April 20, 2024

How to Stay Organized: a Stupid-Easy Tip from My Coworker

Unfortunately, I am not a neat freak. My clothes pile up as the week goes on, obscuring furniture and usually, the floor. Papers are “organized” in stacks. The laundry hamper becomes a cruel joke, and possessions – even important ones – are regularly lost in the disarray.

The mess gets very hard to live with even for a messy person, so eventually I inevitably break. And then a whole day needs to be set aside to sort, purge, and deep clean. I’ve sworn many times to change my ways, dabbling in KonMari and spending an offensive amount of money on plastic containers at MUJI, but it always comes back to the same extreme swings. Until, that is, I listened to my coworker (let’s call her Fran) rant about her extremely messy roommates.

For context, Fran is tidy beyond belief – a self-declared neat freak. Her desk looks like it could be in a cool book shop in the West Village. So the mess crimes her roomies have apparently been committing sounded pretty forgivable to an ordinary slob like me: leaving coffee mugs on the coffee table until the next morning (why the hell not), leaving a suitcase in the hallway for days after you’ve returned home from a trip (all the easier to get to it for the next trip), et cetera.

Small things that come from being lazy in the moment, but which quickly add up to a certified mess. In other words, me things! Besides realizing that Fran and I should never ever be roomies, I had another small epiphany: It’s this Scarlett O’Hara, I’ll-think-about-it-tomorrow mentality that drives her nuts about her roommates that makes me a messy person.

“Why would you not just put the mug in the dishwasher as soon as you stand up from the table? ,” she asked, wide-eyed, the inefficiency of it all baffling her neat-freak brain. And: “The place we keep our suitcases is literally on the way to our front door! ”

See why I didn’t want to reveal her name? Despite my quiet protesting that leaving a dish out till the next day is not a criminal offense, her point flipped a switch. Why not clean up as you go? I cook this way, so I don’t have to do a sink full of dishes immediately following dinner. The same could go for everything else I own and use throughout the week: Clothes go on the hanger as soon as you take them off; junk mail goes in the trash as soon as you realize it’s junk mail; the bed gets made as soon as you get out of it.

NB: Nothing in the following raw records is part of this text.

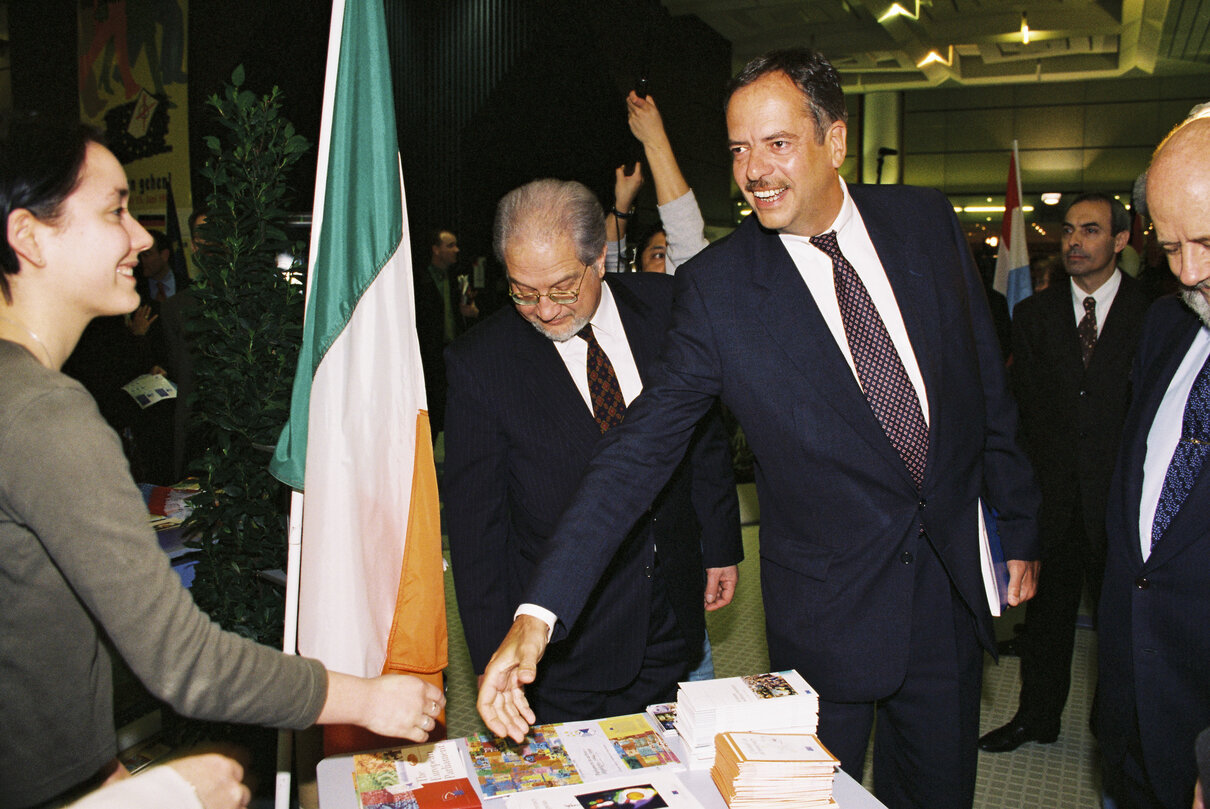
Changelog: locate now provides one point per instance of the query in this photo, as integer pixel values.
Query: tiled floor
(1035, 776)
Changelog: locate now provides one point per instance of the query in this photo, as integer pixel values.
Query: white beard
(1196, 300)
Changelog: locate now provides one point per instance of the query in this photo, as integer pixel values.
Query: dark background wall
(493, 93)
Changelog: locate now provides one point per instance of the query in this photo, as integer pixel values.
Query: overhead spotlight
(896, 10)
(933, 56)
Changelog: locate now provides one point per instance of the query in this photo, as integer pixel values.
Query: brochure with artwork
(419, 776)
(664, 715)
(647, 790)
(778, 700)
(568, 753)
(150, 388)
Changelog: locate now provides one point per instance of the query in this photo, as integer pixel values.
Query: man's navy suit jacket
(841, 518)
(518, 439)
(1153, 642)
(1072, 416)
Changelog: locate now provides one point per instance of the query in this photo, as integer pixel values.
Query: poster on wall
(133, 86)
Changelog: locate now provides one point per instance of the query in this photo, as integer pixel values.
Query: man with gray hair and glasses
(531, 393)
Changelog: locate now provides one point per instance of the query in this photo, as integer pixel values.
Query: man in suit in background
(847, 329)
(1153, 647)
(531, 393)
(443, 312)
(1072, 348)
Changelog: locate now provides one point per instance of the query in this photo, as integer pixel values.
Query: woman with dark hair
(80, 568)
(680, 233)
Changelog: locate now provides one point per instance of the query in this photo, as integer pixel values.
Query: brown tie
(1087, 330)
(609, 406)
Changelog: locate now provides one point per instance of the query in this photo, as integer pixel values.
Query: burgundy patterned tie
(609, 406)
(886, 385)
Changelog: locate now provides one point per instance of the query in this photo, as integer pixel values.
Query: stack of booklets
(773, 769)
(614, 762)
(779, 700)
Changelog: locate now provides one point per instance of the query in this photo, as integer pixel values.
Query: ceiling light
(933, 56)
(896, 10)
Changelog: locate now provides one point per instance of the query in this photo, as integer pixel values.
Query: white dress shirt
(1104, 296)
(611, 336)
(816, 269)
(1165, 433)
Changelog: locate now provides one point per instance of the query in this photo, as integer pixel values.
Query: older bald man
(1154, 647)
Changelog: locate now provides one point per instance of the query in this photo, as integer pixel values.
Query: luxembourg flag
(1013, 258)
(369, 585)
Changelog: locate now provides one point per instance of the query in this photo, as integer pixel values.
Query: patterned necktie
(886, 385)
(609, 406)
(1188, 457)
(1087, 330)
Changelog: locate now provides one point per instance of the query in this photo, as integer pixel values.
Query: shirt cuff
(541, 613)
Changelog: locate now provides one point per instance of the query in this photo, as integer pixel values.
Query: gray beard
(576, 325)
(1198, 302)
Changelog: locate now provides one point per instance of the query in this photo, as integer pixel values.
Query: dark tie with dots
(609, 406)
(1087, 330)
(887, 388)
(1188, 457)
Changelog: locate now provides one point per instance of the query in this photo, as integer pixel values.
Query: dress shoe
(1014, 734)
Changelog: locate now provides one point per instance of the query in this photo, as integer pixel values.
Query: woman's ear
(23, 227)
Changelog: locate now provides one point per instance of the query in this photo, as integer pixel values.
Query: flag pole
(294, 521)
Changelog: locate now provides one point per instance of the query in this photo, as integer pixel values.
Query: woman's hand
(391, 705)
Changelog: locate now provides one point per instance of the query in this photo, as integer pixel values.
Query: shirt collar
(842, 221)
(1102, 295)
(606, 318)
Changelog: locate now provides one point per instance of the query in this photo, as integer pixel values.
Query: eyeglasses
(560, 296)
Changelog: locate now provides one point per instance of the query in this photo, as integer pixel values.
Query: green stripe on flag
(362, 224)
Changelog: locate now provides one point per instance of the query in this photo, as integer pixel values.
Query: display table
(335, 784)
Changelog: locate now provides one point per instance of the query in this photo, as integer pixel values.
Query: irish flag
(369, 583)
(1013, 256)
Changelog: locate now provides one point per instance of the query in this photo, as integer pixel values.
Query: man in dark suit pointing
(533, 391)
(847, 329)
(1072, 348)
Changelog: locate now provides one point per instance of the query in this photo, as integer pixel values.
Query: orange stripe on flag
(418, 642)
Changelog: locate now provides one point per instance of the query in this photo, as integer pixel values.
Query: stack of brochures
(779, 700)
(773, 769)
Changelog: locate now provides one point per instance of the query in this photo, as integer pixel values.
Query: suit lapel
(1188, 523)
(633, 311)
(1112, 340)
(1059, 311)
(548, 386)
(1151, 393)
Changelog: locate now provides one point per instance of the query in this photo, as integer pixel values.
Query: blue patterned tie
(1188, 457)
(886, 385)
(609, 406)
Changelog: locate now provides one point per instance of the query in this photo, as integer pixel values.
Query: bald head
(1179, 202)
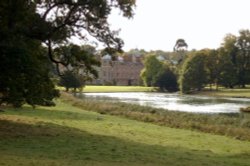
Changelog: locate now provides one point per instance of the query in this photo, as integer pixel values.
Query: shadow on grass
(50, 144)
(52, 113)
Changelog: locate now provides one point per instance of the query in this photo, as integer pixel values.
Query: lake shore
(233, 125)
(67, 135)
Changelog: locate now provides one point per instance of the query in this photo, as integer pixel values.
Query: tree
(238, 48)
(29, 26)
(180, 45)
(193, 74)
(71, 80)
(228, 75)
(151, 69)
(243, 57)
(167, 80)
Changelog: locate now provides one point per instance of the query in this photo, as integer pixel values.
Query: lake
(176, 102)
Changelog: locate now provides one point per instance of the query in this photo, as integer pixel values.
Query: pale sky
(157, 24)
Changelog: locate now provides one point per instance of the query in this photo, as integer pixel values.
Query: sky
(157, 24)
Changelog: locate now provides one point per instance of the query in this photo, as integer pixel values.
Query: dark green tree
(151, 70)
(71, 80)
(167, 79)
(193, 75)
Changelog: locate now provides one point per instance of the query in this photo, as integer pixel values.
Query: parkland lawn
(66, 135)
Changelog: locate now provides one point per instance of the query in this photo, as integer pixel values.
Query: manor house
(125, 70)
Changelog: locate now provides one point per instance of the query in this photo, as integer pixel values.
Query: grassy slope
(223, 92)
(66, 135)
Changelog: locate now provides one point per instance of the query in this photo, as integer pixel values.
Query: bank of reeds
(233, 125)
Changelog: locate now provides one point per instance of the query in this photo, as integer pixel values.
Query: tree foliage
(71, 80)
(29, 26)
(193, 74)
(238, 48)
(150, 72)
(167, 79)
(160, 74)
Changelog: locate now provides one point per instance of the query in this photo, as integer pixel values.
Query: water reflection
(185, 103)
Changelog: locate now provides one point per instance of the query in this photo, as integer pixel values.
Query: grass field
(66, 135)
(90, 88)
(224, 92)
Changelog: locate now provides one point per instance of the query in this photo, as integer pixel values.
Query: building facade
(123, 71)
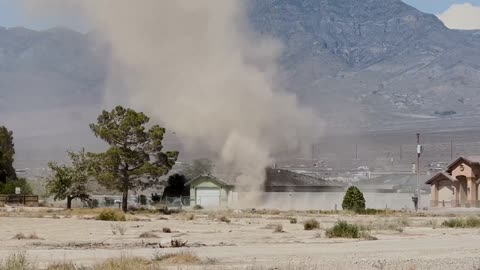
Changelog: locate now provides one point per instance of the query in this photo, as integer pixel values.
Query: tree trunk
(69, 202)
(125, 200)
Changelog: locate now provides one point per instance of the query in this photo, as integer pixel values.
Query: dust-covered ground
(241, 239)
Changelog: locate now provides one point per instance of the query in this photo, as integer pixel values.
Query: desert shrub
(148, 235)
(143, 199)
(470, 222)
(278, 228)
(16, 261)
(121, 229)
(311, 224)
(109, 201)
(11, 184)
(63, 266)
(178, 243)
(343, 229)
(177, 258)
(21, 236)
(111, 215)
(354, 200)
(224, 219)
(125, 263)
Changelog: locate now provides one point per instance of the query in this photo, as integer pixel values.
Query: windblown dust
(198, 68)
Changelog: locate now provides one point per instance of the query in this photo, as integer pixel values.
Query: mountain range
(377, 64)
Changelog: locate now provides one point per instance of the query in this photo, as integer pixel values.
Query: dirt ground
(404, 241)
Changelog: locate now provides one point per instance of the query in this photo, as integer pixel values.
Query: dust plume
(198, 68)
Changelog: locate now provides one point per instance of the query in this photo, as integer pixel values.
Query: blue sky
(11, 13)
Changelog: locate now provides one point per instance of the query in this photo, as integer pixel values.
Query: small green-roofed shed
(209, 191)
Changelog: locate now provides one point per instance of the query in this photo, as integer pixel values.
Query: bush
(16, 261)
(11, 184)
(111, 215)
(121, 229)
(470, 222)
(311, 224)
(354, 200)
(143, 200)
(148, 235)
(109, 201)
(224, 219)
(278, 228)
(343, 229)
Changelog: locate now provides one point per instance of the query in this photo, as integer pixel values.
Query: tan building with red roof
(458, 185)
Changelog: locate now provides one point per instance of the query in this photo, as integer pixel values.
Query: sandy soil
(421, 243)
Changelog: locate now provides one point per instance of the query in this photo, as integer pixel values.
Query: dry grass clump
(432, 223)
(120, 228)
(311, 224)
(469, 222)
(343, 229)
(148, 235)
(224, 219)
(177, 258)
(64, 266)
(278, 228)
(16, 261)
(111, 215)
(32, 236)
(127, 263)
(178, 243)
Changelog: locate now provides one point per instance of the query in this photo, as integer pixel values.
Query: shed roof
(210, 177)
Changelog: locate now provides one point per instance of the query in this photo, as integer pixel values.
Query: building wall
(207, 184)
(328, 200)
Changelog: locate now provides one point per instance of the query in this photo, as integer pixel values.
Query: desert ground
(240, 239)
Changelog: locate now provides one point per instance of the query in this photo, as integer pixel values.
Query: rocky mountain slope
(370, 63)
(380, 57)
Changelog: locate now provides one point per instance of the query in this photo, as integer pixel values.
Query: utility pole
(401, 150)
(356, 151)
(419, 152)
(451, 149)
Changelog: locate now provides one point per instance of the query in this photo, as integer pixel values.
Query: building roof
(212, 178)
(392, 181)
(470, 161)
(282, 177)
(440, 176)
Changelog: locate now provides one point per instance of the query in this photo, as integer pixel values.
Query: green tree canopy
(7, 153)
(135, 158)
(353, 200)
(199, 167)
(69, 181)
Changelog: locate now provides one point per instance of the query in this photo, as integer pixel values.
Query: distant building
(458, 185)
(212, 192)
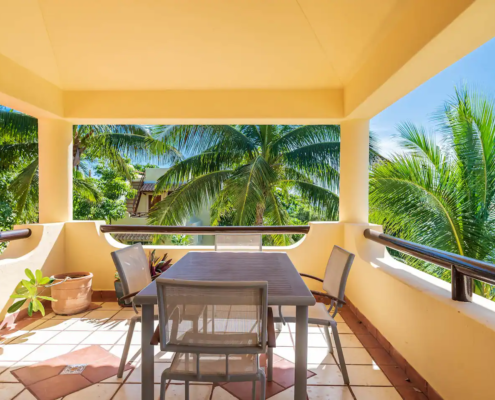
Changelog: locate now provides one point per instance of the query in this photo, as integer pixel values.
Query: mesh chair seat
(317, 314)
(215, 340)
(214, 364)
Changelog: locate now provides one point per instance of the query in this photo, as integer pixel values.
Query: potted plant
(156, 265)
(70, 293)
(28, 291)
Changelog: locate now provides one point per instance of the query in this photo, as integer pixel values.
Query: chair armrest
(128, 296)
(271, 329)
(328, 296)
(155, 339)
(312, 277)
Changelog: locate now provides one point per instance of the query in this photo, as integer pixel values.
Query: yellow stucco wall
(451, 344)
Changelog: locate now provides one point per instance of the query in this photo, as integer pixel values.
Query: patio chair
(133, 268)
(238, 242)
(336, 273)
(230, 353)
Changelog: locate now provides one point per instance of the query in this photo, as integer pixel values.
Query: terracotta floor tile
(244, 390)
(37, 372)
(66, 337)
(118, 325)
(99, 391)
(103, 368)
(48, 351)
(10, 390)
(110, 305)
(283, 373)
(285, 340)
(58, 386)
(350, 340)
(133, 392)
(328, 392)
(409, 393)
(86, 325)
(221, 394)
(125, 314)
(55, 325)
(396, 375)
(376, 393)
(368, 341)
(326, 375)
(101, 314)
(104, 337)
(34, 337)
(135, 376)
(355, 355)
(25, 395)
(16, 352)
(367, 375)
(342, 327)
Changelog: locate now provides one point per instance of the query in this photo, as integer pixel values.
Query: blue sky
(476, 69)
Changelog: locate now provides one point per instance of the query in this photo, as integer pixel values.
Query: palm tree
(110, 143)
(244, 168)
(443, 196)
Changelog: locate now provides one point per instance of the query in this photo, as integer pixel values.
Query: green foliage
(441, 193)
(239, 169)
(110, 191)
(27, 290)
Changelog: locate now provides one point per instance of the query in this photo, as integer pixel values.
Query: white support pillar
(55, 170)
(354, 171)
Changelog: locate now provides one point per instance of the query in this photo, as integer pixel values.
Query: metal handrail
(16, 234)
(204, 230)
(464, 269)
(135, 203)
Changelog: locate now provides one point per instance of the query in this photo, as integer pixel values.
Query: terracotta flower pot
(74, 295)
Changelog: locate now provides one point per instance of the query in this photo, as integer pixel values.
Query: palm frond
(248, 185)
(188, 199)
(21, 186)
(324, 201)
(306, 135)
(198, 138)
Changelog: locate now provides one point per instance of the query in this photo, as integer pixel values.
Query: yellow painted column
(55, 170)
(354, 171)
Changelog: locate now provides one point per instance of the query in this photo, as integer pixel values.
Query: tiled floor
(39, 340)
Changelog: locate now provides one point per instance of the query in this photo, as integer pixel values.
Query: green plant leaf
(28, 285)
(14, 307)
(47, 298)
(21, 290)
(44, 281)
(39, 306)
(19, 296)
(39, 275)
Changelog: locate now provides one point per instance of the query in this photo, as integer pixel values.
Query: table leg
(147, 353)
(301, 353)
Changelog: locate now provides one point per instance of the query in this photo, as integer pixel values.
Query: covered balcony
(404, 333)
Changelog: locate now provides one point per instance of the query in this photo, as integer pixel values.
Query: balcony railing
(16, 234)
(205, 230)
(463, 269)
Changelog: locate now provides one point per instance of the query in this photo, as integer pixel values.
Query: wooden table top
(285, 285)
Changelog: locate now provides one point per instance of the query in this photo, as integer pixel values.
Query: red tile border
(408, 382)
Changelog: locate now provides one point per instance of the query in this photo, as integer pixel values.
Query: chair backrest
(133, 268)
(338, 267)
(238, 242)
(212, 317)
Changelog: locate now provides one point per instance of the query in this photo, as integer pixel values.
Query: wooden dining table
(285, 288)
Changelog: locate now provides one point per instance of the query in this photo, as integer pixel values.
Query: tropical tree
(441, 191)
(242, 170)
(112, 144)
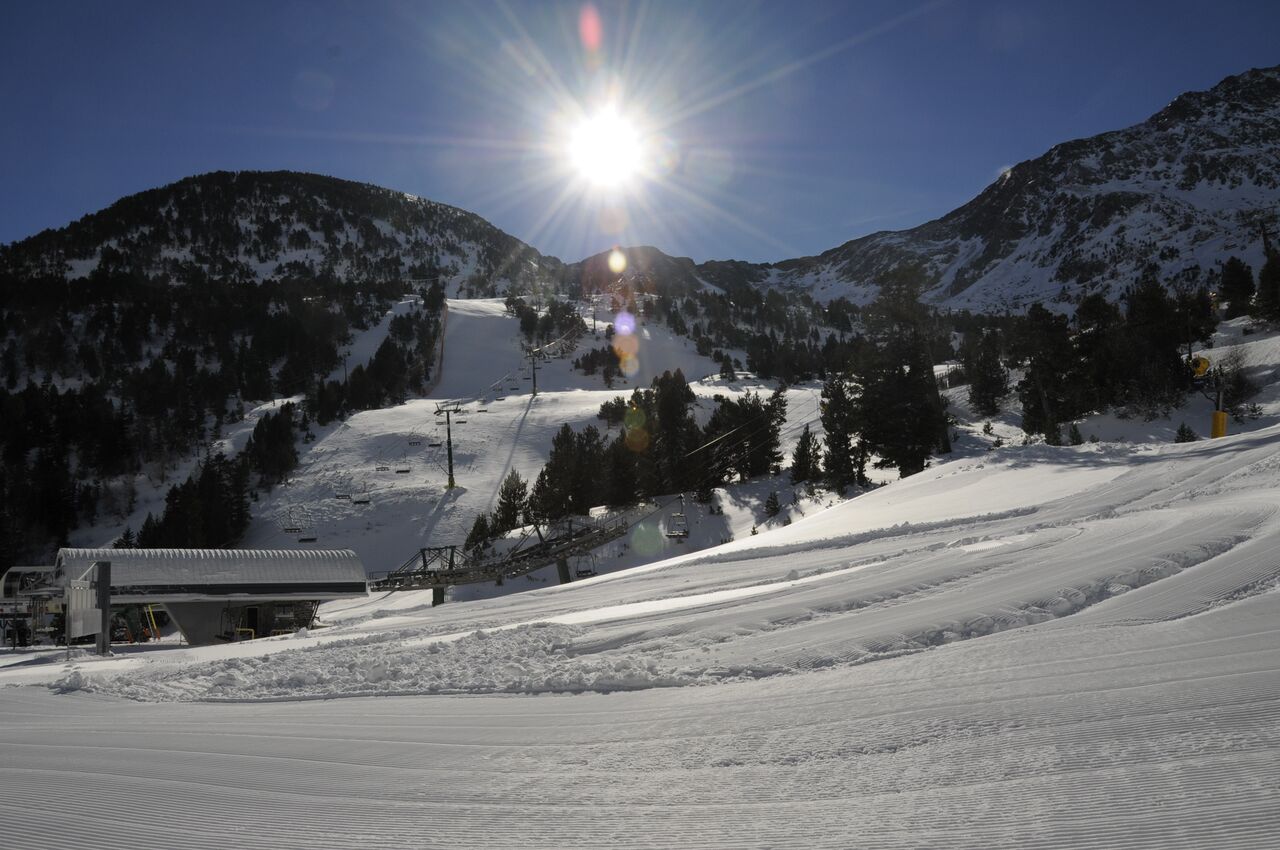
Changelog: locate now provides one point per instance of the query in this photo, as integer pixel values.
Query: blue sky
(772, 129)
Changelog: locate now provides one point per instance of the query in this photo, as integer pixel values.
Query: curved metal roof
(140, 567)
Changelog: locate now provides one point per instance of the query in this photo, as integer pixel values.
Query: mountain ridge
(1175, 193)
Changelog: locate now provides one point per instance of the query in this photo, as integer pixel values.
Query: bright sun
(606, 150)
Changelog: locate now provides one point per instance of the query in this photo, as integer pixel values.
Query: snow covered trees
(1237, 287)
(988, 379)
(807, 458)
(512, 499)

You have to shake the little devil on your shoulder crying out, “You’ll get to that later! ” But the result, hypothetically, is that everything ends up in its place.

The next weekend, I did my usual purge-and-clean so that the closet was actually in working condition. This is an important starting place; your umbrella needs a designated location so that it’s all but brainless to put it back there and not on a random square of floor where you’ll never find it when you need it. Then, as the week began, I talked myself past every lazy inclination. I put my shoes up in my shoe rack as soon as I removed them. I unloaded the dishwasher the morning after I ran it. My fiancé, the poor fellow who lives with me, followed suit, and as the week inched on a really weird thing happened. The apartment stayed tidy.

Neat freaks, Fran included, will be shaking their head by now. This is not rocket science, or a “hack,” or surprising information – it’s how people have kept their homes clean for all of time. And yeah, I may have been 31 years slow on the upkeep – and will definitely have some lapses in the coming months, probably even days – but the grass is greener, i. e. my room is SO much cleaner, now that I know.